A synthetic approach to creating new antibiotics that could overcome antibiotic resistance is described in Nature this week. One of the compounds created using the technique is shown to be effective against resistant bacterial strains in a mouse model of bacterial infection.
Most antibiotics in clinical use are derived from natural products, which are subject to resistance mechanisms that have arisen through coevolution. For example, a family of antibiotics called group A streptogramins are rendered ineffective against bacterial strains that express virginiamycin acetyltransferase (Vat) enzymes, which can deactivate the antibiotic. Ian Seiple and colleagues report a method for making synthetic group A streptogramins that can overcome the resistance conferred by Vat enzymes.
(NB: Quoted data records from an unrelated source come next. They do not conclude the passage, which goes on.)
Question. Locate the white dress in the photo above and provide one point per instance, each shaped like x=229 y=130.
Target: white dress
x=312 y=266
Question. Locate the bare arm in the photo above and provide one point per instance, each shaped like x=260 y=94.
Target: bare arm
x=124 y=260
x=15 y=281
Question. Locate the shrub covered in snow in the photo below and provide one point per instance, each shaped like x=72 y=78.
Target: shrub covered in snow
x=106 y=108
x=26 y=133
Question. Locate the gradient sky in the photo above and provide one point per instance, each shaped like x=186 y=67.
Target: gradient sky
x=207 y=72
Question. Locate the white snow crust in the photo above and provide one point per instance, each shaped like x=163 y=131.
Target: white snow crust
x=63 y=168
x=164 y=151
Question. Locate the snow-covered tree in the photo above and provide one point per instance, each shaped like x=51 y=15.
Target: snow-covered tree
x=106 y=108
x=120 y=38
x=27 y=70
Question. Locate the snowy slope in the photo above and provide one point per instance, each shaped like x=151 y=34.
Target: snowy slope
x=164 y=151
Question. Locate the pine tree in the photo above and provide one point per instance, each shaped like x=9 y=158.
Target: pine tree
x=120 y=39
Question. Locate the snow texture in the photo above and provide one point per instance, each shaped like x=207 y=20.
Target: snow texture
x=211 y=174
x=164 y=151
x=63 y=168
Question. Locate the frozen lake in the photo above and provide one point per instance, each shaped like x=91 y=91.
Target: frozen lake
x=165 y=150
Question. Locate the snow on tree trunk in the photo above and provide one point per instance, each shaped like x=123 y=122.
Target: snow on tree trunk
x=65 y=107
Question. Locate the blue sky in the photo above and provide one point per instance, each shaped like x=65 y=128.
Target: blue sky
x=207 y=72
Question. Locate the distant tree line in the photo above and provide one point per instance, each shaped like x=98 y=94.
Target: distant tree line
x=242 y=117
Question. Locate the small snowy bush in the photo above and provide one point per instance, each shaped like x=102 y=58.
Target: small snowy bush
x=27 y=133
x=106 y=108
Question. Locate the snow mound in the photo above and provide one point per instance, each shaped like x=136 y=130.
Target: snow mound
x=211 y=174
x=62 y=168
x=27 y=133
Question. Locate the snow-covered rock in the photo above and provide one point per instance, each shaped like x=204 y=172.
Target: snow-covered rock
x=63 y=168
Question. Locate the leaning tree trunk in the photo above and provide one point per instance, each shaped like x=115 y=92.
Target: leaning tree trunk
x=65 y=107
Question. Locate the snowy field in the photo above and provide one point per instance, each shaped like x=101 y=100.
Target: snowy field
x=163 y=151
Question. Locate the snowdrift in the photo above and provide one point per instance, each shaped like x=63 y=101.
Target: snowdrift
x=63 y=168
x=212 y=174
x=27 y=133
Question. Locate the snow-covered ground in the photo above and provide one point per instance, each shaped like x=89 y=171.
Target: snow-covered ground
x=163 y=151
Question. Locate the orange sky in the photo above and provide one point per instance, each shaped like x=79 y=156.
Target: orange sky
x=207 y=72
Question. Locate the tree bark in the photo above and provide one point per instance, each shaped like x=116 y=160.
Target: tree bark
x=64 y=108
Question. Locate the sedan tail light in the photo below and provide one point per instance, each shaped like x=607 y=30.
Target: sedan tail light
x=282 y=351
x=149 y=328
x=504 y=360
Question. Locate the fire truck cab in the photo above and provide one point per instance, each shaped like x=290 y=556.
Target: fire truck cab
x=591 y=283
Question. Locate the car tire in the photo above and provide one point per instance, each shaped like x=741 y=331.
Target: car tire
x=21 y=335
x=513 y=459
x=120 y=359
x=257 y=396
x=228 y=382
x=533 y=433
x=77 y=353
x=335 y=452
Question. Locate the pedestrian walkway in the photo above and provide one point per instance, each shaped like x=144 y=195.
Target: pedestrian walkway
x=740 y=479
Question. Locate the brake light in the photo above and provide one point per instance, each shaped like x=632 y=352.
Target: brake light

Creating antibiotics from scratch in the laboratory can be a slow process, as these complex molecules require multiple highly customized chains of reactions. Seiple and colleagues speed things up by taking a modular approach. They use a basic scaffold, based on a naturally occurring group A streptogramin, and add interchangeable molecular building blocks (that can bind to cellular components of bacteria, but are less susceptible to Vat binding) to produce 62 analogues of group A streptogramins. One of these compounds shows activity against streptogramin-resistant strains of Staphylococcus aureus and is effective in a mouse model of bacterial infection. The authors propose that their method could extend the clinical longevity of the streptogramin class of antibiotics. In an accompanying News and Views, Daniel Blair and Martin Burke suggest that this work could aid the development of group A streptogramins that mitigate Vat-mediated resistance while retaining potent antibiotic activity.